She turned, walked up the wall, made sure no one was waiting for her, and climbed on to the roof. If poor old Billy-Ray was dead, she’d need to find someone to replace him, which wasn’t going to be easy. He was a fully functional sociopath, which made him useful in all sorts of fun ways. And she had a plan. She needed him for her plan to succeed. It was a good plan, too. Sneaky. She was proud of it, and looked forward to seeing how it would work out. She really hoped Sanguine wasn’t dead.
Tanith stopped moving. On the building opposite, a man stood. Dressed in grey, with a visored helmet and a scythe in his hands. He hadn’t seen her yet. She stepped backwards, started to turn, saw movement out of the corner of her eye.
Another Cleaver, leaping at her, the blade of his scythe darkened with fire to stop it glinting in the streetlights.
Tanith threw herself back, felt the scythe whisper past her throat. The Cleaver landed and came forward and she rolled and got up, her sword clearing its sheath. She met the next swipe and kicked, but he twisted his body out of the way as he spun the scythe so that the long handle cracked against her head. Cursing, Tanith stumbled, swung wildly with her sword to keep him back. The scythe handle hit her knee and she howled, and barely managed to fend off the blow that would have separated her pretty head from her pretty body.
The other Cleaver jumped across the chasm between the buildings, his legs tucked under him. Tanith wished she were an Elemental, so she could send a gust of wind to throw him back, let him fall to his death. But she wasn’t, and he landed, and now she had two Cleavers to deal with.
There was a time when they’d been on the same side, but that was back before the Remnant had squirmed its way into her soul.
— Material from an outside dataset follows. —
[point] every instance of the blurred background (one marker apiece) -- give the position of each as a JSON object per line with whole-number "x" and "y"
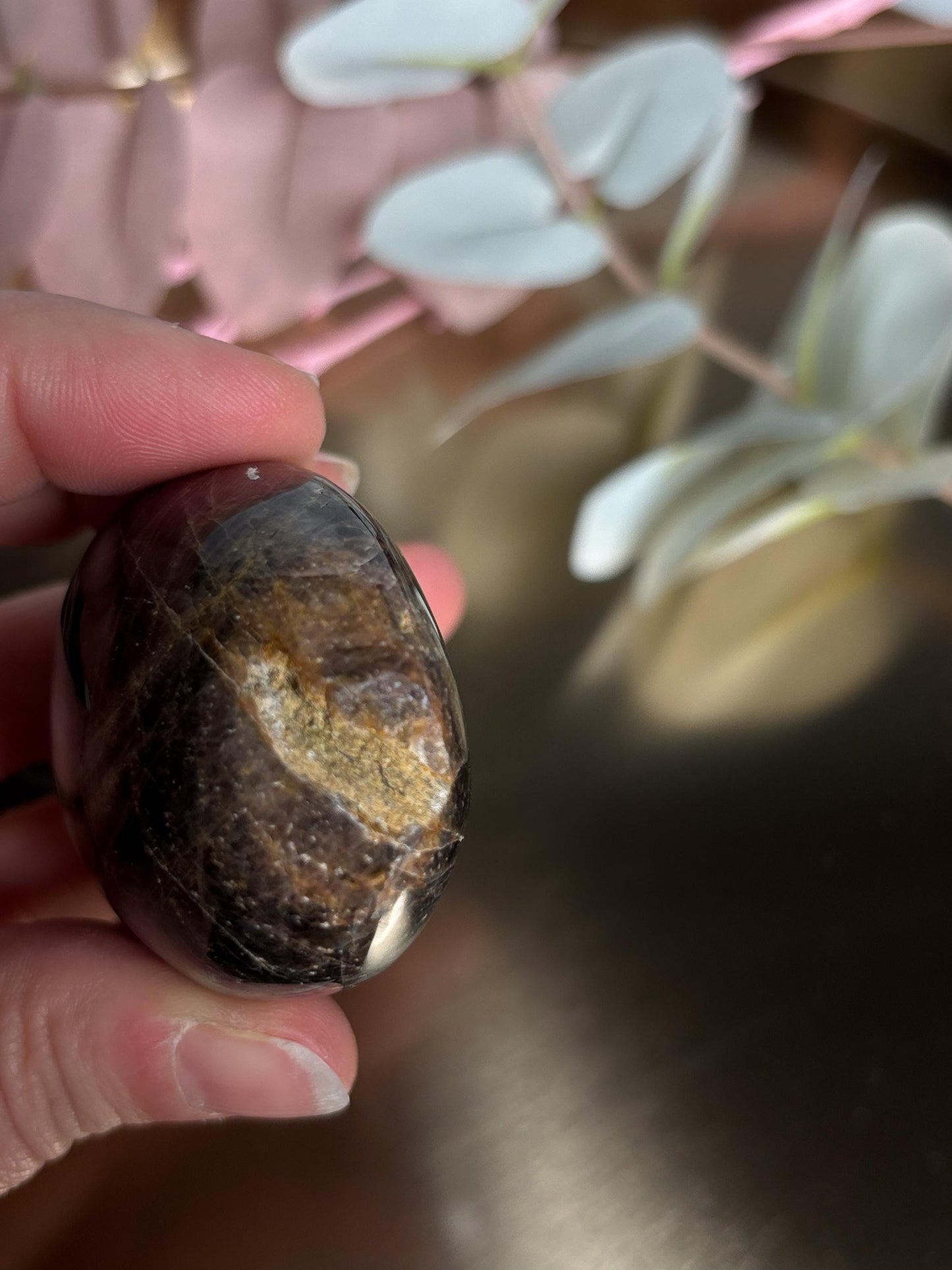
{"x": 685, "y": 1005}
That dark little creature had taken her conscience, ripped it away from her, but in its place she had been given so many extraordinary gifts, as twisted as they were terrible. One of these gifts was a brand-new purpose, and this purpose meant that she could not allow these Cleavers to beat her here, tonight, on this rooftop. Darquesse depended on her.
They closed in. Tanith could see her own reflection in their visors. Her lips were black, and black veins riddled her face, the only outward signs that she had a Remnant inside her. She bared her teeth in a crazy-woman smile and said, “Come and have a go if you think you’re hard enough.”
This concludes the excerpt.